У него дочь в гимназии обучалась. Чулок варом в мастерской замарала, так он ее за это в кладовой сутки продержал на запоре без воды и хлеба. А у самого тысячи в банке, коляска лаковая для выезда на рессорах. Вот и выходит, мне это французское или немецкое слово «эксплуататор» лучше известно, чем тому, кто его выдумал.
— Нет, вы мне скажите, откуда вы такой разговор Ленина знаете? — упорствовал Тима.
— Ты об этом Рыжикова лучше спроси,— ехидно ответил Ползунков.— Это он все его слова пересказывает. Вот и цепляйся к нему. А мое дело стороннее, от кого чего слышал, своими словами для разговора и обсказываю.

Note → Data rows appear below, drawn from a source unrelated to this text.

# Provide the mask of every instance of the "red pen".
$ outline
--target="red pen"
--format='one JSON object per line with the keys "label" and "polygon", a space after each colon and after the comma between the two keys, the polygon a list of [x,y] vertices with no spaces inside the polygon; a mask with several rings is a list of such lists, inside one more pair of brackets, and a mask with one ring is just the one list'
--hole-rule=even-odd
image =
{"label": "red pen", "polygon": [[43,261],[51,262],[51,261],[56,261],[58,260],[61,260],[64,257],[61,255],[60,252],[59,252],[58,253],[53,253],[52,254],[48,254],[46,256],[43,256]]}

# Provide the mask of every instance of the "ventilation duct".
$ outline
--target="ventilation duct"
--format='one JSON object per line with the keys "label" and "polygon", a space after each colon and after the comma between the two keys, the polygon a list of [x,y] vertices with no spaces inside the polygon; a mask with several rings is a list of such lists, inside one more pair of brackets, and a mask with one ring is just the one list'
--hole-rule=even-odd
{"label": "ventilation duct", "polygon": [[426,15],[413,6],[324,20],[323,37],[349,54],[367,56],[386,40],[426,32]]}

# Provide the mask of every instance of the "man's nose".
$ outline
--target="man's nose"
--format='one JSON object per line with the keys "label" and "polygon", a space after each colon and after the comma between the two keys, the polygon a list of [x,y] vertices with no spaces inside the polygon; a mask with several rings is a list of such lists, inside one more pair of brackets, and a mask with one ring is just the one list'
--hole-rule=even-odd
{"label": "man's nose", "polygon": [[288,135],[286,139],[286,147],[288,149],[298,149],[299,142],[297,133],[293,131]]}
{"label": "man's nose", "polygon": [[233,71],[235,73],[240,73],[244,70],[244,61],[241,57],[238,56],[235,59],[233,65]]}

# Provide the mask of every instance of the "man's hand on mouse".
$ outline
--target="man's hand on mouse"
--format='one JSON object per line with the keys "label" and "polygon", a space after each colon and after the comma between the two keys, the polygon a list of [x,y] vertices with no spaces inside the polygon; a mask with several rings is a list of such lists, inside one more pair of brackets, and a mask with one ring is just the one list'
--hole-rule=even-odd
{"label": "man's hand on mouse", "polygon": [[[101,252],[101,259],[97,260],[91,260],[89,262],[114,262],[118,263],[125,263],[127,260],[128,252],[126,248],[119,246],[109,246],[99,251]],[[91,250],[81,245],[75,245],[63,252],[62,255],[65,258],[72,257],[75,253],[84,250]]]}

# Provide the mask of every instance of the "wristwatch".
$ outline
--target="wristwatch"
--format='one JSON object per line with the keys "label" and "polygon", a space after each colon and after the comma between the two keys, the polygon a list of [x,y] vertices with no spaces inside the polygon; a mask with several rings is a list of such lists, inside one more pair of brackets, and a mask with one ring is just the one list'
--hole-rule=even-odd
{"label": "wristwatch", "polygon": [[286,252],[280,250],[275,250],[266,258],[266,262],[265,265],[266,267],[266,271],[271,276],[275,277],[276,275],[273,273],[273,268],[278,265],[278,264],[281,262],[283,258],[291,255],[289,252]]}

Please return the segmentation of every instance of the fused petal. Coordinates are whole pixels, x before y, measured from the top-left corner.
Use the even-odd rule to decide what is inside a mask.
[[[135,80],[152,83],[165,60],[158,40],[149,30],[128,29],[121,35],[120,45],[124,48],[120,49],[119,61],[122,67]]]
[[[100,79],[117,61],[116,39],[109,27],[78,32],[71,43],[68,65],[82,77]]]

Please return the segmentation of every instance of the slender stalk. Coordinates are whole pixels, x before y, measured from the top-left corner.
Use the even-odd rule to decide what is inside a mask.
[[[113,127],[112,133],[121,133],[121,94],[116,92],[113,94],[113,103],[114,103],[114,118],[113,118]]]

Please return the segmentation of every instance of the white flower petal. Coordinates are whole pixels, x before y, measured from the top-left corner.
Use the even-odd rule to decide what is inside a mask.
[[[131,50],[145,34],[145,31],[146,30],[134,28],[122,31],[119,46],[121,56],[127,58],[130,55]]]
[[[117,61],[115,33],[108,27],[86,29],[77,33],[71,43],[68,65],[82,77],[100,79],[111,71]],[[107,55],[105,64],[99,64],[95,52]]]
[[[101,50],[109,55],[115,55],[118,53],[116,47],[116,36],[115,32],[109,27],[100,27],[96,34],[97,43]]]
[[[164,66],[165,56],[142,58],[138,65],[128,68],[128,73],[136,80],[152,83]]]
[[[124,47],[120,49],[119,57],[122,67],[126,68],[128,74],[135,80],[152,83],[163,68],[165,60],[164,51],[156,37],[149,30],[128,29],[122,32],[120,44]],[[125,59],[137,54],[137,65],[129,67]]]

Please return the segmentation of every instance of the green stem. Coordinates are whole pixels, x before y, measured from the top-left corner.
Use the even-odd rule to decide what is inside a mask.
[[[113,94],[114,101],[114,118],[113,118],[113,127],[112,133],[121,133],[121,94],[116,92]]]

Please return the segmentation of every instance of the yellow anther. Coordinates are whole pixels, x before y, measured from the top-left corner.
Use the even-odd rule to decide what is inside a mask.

И, обминая сильными, короткими пальцами кожу на хомутине, объявил с удовольствием:
— Хоть и не шорник, а зашил крепко. А то неловко народному коню в рванье на людях ходить.— Воткнул на острие шила пробку и спрятал шило в карман.— Весь мой разговор к тому был, что ребята, которые здесь у нас в партию подались, должны крепко себя выказать, больно мерка на них высокая народом определена, не всякий до нее дотянется.
И Тима замечал, как каждый из них тянулся до этой мерки по-своему.
Бутурлин, владелец собственной халупы на окраине города, угрюмый, неразговорчивый человек, привез вечером на подводе выломанные вместе со столбами щиты забора и починил прогнившую кровлю на конюшне.
Когда Белужин спросил его: «У кого забор похитил? Смотри, как бы мороки не вышло. Буржуазию трепать самовольно запрещается»,— Бутурлин сказал ему кратко: «Со своего двора свалил».
Супреев, молодой и озорной парень, любитель ходить по воскресеньям в Заозерье и драться там с татарами-пимокатами стенка на стенку, пришел однажды с разбитым до неузнаваемости лицом. Долго пытали, кто его так разукрасил. Супреев молчал, терпеливо снося насмешки, но под конец не выдержал и признался:
— Это меня мясники в переулке били. Пришел я на мост, где всегда бои у нас,— ребята уже помаленьку разминаются. Я тоже полушубочек скинул — любителю из публики, старичку, на хранение сдал. Помял снег в горсти, чтобы кулак побесчувственнее стал, и вышел наперед, как всегда. А на меня Гранитулин. Ах ты, думаю, татарская лопата! Я тебе сейчас вмажу за прошлое воскресенье. И только так подумал, вдруг что-то ровно меня самого изнутри поддало. Даже руки свисли. Как же я Гранитулина вдарить теперь могу, если он — интернационал? Против партии поступок. Хрулев нас всех строго предупреждал: мол, пролетариат всех наций с одной стороны, напротив только буржуазия. А тут русский кирпичник татарского пимоката бить станет!
— А может, Гранитулин тебя с копыт собьет? — спросил ехидно Белужин.— Он боец крепкий, я знаю.
— Ты обожди,— поморщился Супреев.— Кто кого,— это дело пятое. Я про совесть, а ты про силу. Так вот, защемило во мне это самое. Разжал я кулак и ладошкой вверх руку поднял. И стал говорить всем бойцам про то, что на сердце. Любители из публики закричали: «Струсил Супреев! Кишка у него тонка против Гранитулина. Бей скопом оратора, тоже нашел, где митинговать!»
Ну тогда я на крайность пошел. Рванул себе руку зубами до крови, подошел к Гранитулину: на, говорю, хошь побратимом стать? Тот заколебался, но потом ничего, обнялись, шапками сменялись. А я говорю: «Пошли, ребята, на реку! Плоты изо льда выдирать. Если наша стенка больше вынет, вы нас на себе везете с пристани, если ваша — вы на нас едете».